When the invasion of Iraq was being planned, the US government needed bases to refuel and load planes full of troops en route to its bases in Qatar and Kuwait. They picked Shannon Airport in County Clare, Ireland. And, despite its much-vaunted neutrality, the Irish government was more than willing to help.
According to recent calculations, approximately 50,000 soldiers have passed through Shannon Airport on their way to fight the war in Iraq, never mind the weapons, which reportedly include components of Patriot and Tomahawk missiles.
Provoking action
This “violation” of Irish neutrality could not be left unanswered: on 3 February 2003, five Ploughshares activists took action at Shannon.
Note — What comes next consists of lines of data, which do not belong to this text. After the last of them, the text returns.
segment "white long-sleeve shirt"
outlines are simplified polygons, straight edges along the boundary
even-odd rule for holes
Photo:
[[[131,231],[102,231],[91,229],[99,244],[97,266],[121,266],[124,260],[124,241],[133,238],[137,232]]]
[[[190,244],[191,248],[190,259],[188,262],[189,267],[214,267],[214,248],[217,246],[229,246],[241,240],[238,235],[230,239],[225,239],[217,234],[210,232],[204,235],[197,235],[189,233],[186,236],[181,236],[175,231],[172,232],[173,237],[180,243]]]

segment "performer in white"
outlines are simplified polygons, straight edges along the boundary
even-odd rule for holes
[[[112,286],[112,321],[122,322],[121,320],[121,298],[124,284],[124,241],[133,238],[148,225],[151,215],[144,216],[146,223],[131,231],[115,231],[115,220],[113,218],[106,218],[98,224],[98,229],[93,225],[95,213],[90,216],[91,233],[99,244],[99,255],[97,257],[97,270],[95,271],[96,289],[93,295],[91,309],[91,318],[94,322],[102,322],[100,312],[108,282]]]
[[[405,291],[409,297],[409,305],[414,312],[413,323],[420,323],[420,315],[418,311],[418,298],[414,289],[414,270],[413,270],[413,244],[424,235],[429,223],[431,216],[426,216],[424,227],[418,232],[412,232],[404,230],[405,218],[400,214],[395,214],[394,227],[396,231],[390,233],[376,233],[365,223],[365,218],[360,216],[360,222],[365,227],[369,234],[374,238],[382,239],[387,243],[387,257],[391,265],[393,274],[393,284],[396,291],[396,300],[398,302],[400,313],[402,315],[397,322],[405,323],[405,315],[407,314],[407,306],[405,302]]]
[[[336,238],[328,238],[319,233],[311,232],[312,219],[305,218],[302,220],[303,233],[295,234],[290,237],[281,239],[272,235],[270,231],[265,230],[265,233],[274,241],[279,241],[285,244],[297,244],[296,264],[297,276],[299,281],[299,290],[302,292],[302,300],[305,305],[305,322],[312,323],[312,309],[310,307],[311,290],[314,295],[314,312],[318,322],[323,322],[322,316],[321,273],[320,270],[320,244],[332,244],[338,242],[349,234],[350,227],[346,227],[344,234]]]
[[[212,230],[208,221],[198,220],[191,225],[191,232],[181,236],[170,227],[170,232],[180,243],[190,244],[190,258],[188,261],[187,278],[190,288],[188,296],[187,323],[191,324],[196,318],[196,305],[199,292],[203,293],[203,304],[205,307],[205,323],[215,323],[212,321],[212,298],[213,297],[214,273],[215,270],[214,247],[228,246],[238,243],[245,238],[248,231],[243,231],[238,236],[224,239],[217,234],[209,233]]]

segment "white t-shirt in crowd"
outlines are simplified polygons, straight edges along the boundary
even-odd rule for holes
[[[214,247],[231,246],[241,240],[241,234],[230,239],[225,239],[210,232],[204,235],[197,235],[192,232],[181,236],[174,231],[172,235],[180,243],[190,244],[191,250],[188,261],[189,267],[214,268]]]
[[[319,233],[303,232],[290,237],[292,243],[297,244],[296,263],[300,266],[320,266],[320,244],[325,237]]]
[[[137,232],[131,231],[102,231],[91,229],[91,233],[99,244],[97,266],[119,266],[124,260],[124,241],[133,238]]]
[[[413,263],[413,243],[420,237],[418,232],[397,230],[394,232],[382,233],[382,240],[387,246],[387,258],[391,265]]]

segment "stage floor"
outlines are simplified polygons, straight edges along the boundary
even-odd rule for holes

They were Karen Fallon, Deirdre Clancy, Nuin Dunlop, Ciaron O'Reilly and Damien Moran, members of the Catholic Worker Movement. During their action the five constructed a shrine on the runway to Iraqi children killed and threatened by US and British bombardment, consisting of copies of the Bible and Koran, rosaries and Muslim prayer beads, flowers, photographs of Iraqi children and Brigid’s crosses. After painting “Pit-stop of Death” on the hangar's door, they then picked a recently repaired US navy C40 plane in a hangar and disabled it. They were discovered and arrested by the Garda.
Time for reckoning
More than two years since their action the five have finally been given a trial date. They are due to appear on 7 March 2005 at Dublin’s Four Courts. They face two charges of criminal damage, carrying a maximum, though unlikely, ten-year sentence. The trial is expected to last two weeks. Coincidentally, the C40 plane that Pit Stop Ploughshares visited was the same one that fellow Irish activist Mary Kelly took a hammer to just a few days earlier. On 1 December 2004, after many adjournments and a retrial, Limerick Circuit Court found her guilty and gave her a two-year suspended sentence.